In other words, on a strict interpretation of the new Accounts Rules, firms will have to give a bill of costs, or other notification of costs incurred, to the client or paying party before they can transfer funds from client account. Whether this is the intention of the rule remains to be seen and possibly forthcoming guidance might clarify the position.
Another area for potential concern for firms is in relation to time limits on activities. For example, the 2011 Accounts Rules position on “mixed payments” (i.e. payments that included both client money and office money) was that it should either be split between the office account and client account when received or placed without delay in client account and , under rule 18.3, the office account element of that money had to be transferred out of client account within 14 days. The corresponding provision in the new Accounts Rules is to be found at 4.2 which states “You ensure that you allocate promptly any funds from mixed payments you receive to the correct client account or business account” where “business account” is the new term for “office account”. Does that mean you have less than 14 days or more than 14 days? What does promptly actually mean? It is an important concept because it crops up elsewhere such as in rule 2.3 where it states “You ensure that client money is paid promptly into a client account” and rule 6.1 “You correct any breaches of these rules promptly upon discovery”.

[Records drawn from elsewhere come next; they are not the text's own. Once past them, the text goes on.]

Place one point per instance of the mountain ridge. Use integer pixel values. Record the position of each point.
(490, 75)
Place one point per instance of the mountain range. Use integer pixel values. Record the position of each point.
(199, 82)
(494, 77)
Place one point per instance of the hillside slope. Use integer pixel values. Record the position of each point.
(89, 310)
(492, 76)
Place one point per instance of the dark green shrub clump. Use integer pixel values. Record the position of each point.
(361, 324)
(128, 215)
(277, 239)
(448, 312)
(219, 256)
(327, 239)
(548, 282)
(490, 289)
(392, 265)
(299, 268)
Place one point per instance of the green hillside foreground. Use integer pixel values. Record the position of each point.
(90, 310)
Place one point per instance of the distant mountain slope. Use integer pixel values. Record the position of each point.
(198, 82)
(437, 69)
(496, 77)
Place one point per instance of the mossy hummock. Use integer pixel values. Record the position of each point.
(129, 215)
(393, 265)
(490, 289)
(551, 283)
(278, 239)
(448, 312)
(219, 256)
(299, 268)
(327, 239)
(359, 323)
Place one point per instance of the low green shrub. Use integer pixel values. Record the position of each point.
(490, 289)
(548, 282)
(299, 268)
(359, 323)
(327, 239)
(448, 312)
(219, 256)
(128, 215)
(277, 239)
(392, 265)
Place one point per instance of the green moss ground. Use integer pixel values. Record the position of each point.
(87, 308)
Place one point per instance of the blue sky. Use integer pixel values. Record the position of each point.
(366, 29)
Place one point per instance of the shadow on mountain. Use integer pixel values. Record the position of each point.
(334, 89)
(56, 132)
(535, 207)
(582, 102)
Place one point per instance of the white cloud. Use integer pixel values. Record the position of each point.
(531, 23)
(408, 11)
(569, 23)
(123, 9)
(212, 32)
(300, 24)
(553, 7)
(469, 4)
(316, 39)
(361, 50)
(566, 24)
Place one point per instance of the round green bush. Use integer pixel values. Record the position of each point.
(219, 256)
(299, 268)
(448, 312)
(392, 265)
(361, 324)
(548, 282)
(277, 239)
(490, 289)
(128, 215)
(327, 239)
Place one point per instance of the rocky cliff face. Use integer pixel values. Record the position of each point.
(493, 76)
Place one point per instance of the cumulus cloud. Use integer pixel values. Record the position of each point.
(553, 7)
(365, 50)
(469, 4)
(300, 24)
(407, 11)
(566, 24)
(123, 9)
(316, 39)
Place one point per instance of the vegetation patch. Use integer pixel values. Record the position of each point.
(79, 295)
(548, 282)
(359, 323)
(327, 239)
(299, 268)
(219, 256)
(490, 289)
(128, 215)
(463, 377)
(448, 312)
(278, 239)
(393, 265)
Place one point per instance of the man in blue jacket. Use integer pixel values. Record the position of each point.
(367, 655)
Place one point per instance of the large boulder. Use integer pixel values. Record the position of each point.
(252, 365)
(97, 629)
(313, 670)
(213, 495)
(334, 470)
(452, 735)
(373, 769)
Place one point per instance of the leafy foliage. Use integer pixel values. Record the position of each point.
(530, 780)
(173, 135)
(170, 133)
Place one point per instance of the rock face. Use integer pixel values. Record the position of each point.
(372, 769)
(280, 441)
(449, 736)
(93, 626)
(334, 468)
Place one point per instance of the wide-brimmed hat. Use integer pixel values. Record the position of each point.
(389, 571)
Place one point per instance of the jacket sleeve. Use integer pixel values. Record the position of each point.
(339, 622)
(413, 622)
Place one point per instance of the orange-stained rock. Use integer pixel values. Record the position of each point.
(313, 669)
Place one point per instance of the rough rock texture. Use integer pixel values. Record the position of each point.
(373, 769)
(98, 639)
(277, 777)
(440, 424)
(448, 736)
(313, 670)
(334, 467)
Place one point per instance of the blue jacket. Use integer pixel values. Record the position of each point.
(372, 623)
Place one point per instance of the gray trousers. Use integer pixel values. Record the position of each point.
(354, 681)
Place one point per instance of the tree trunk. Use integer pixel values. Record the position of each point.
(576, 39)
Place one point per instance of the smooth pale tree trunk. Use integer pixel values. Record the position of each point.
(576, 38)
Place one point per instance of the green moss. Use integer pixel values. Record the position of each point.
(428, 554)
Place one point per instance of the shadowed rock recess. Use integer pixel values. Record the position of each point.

The SRA have indicated that they will be providing comprehensive guidance on the new accounts rules and have, so far, produced six guidance notes:
- Accountant’s report and the exemption to obtain one
- Do I need to operate a client account?
- Helping you keep accurate client accounting records
- Joint accounts and record keeping
- Planning for and completing an accountant’s report
- Third-party managed accounts
and one cunningly hidden guide to the prescribed circumstances referenced within the Accounts Rules which can be found at www.sra.org.uk/solicitors/standards-regulations-resources/withdraw-client-money/. We will keep everyone up to date as new ones appear.